The third section features a wealth of objects whose functions are described for the benefit of viewers. Some of them have modern-day replicas for visitors to touch and hold.

A boy gasped when he lifted the replica of a gu, a bronze goblet used 3,000 years ago for drinking. "I never thought their goblets were so heavy," he said. "The Shang people must have been very strong!"

A highlight of the exhibition is the use of virtual reality (VR) technology. The Capital Museum rebuilt the coffin chamber and used VR technology to give visitors an animated three dimensional (3D) view of Fu Hao's seven-level tomb in Yinxu.

"I felt a little dizzy at the beginning but the experience was amazing, like I was an archaeologist, deep down inside the tomb," said Chen Yiguang, an art industry professional.

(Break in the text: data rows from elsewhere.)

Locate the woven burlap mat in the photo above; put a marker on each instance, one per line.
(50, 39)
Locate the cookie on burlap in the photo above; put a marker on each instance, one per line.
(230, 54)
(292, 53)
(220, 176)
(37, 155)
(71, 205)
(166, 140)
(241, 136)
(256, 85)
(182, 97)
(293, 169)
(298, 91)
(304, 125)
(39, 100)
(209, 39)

"Our young visitors grow up in the midst of electronic gadgets," Feng said, explaining the reasons for introducing modern technology in the exhibition. "From a design standpoint, this exhibition is more vivid. We have been working on using new technologies to improve our displays, make them more realistic, especially to make young visitors more willing to understand history and culture. There is no better way than 3D animation and VR to explain the burial process and the structure of the tomb, ."

The exhibition has had more than 75,000 visitors and will be on display till June 26. Some of the visitors left their remarks in the visitors' book, praising the storytelling, the female perspective, and the artistic atmosphere.

Nan is happy at the response but he is planning to do more to rope in other young visitors. He plans to introduce museum education in his classroom. As a step toward that, he plans to organize a trip to the exhibition for his students.

"It's like moving the classroom into the museum," he said. "I would be preparing not just text for my lessons, but my matter would be history and culture. These are topics that I'm interested in, and I hope my students will enjoy the experience and begin to learn from the splendid cultural treasures."